Continuous measurements from fourteen healthy human subjects and two patients (one with myasthenia gravis and the other with laryngeal cancer) were used as the training data and the measurements from another two volunteers (a male and a female) were used as testing data. First, all measured data were marked at different feature types and normalized to unify data dimensions. Randomly dividing each 2D data of the laryngeal feature into 100 sequences with a fixed length of 1000 data points (covering the entire test data of each feature such as swallowing, drinking, speaking, and coughing) ensured data reliability. Meanwhile, every label was coded via the one hot coding83. Next, the pretreated data were extracted through 8-weight blocks with 62 processing layers and fed into the classifier. The batch size in the learning model was set to 64 for extracting the feature. The iterative learning rate (LR) was calculated as

$${LR}=\left(1+0.5\cos \left(x+\pi /{epochs}\right)\right)*(1-{iLR}),$$
(1)

where x is the times at the corresponding training process, the epochs are iterative times during the training, and iLR is the initial LR (1e−4). The iterative attenuation rate (AR) was calculated from (with the initial value set as 0.9)

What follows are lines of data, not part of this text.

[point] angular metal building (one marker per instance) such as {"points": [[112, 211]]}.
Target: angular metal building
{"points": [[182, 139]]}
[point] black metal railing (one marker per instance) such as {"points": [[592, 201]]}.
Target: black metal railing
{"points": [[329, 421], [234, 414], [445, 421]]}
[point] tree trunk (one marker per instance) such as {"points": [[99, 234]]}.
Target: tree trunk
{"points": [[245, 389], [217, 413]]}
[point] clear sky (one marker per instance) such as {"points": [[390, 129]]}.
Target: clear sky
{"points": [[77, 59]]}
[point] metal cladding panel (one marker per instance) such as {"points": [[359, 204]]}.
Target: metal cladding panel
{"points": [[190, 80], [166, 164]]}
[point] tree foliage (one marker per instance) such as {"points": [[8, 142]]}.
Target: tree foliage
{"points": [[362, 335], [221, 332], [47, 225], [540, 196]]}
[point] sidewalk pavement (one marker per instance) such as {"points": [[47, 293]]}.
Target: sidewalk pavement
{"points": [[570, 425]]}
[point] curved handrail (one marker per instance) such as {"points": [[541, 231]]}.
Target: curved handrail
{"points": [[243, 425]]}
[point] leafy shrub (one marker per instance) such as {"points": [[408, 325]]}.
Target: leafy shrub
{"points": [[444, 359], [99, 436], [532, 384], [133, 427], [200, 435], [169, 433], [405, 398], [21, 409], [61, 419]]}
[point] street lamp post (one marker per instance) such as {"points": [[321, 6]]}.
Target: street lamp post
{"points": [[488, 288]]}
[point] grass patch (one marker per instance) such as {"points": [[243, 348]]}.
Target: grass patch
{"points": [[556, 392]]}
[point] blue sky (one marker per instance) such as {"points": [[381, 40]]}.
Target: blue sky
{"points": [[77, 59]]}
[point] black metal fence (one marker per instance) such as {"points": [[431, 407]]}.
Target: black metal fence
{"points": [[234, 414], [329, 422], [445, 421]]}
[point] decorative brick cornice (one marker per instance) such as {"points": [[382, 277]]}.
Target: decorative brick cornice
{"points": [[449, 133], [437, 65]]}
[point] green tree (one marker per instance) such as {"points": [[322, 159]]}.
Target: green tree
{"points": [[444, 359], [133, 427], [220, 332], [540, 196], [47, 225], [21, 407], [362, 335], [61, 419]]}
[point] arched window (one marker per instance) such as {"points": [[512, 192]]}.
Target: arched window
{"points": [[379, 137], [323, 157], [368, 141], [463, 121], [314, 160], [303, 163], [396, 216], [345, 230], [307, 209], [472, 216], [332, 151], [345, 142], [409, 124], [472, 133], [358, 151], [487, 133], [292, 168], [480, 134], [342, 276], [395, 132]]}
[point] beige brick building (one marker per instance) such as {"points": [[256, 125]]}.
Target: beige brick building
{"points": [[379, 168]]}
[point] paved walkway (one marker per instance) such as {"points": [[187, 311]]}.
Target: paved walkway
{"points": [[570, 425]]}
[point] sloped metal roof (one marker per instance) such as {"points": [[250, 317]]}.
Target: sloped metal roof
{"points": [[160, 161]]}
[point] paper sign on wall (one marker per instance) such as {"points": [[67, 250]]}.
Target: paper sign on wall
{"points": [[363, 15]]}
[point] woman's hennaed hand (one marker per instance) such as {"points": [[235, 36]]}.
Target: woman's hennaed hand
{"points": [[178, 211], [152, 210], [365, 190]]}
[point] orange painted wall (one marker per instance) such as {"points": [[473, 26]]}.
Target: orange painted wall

$${{AR}}_{t}={{AR}}_{t-1}-{LR}*\left(\frac{{m}_{t}}{1-{\beta }_{1}^{t}}\right)\big/\left(\varepsilon+\sqrt{{v}_{t} / (1-{\beta }_{2}^{t})}\right),$$
(2)

where β1 and β2 are the first and second-order attenuation coefficients, respectively, mt is the biased first-moment estimate, vt is the biased second raw moment estimate, and ε is the relative weight constant. Equation (2) was based on the optimized machine learning algorithm (i.e., Adaptive moment estimation, Adam). The motion/movement artifacts (e.g., from drinking while coughing) were also accounted for in the testing data from the two new human subjects (see details in SI Note1).

Development of the APP and cloud-served interface

The app was programmed using java on the Android Studio platform. The cloud-served interface was designed by the software development of the Internet of Things section in Alibaba Cloud. The pathological degree at the cloud server interface was sorted into eight levels (from the best state I to the worst state VIII) according to the rehabilitative conditions of three processes: swallowing (S), drinking water (D), and talking (T). During laryngeal rehabilitation, various behaviors such as swallowing, talking, and drinking water are assessed to be either normal or abnormal for each behavior, so the combined evaluation results of the three representative behaviors form eight evaluation states (Table S4). Although this 8-degree rating is not currently used in clinical evaluation, it could provide insights into patient’s conditions to help guide individualized rehabilitation in the future.

Statistics and reproducibility

No data were excluded from the analyses. No statistical method was used to predetermine the sample size. The results presented in Figs. 2be, h, i,3a, b, f–h4ad, f,6g–j, and Supporting Figs. 9, 1113, 21, 22, 2527 were obtained after three independent experiments with similar results.

Reporting summary

Further information on research design is available in the Nature Portfolio Reporting Summary linked to this article.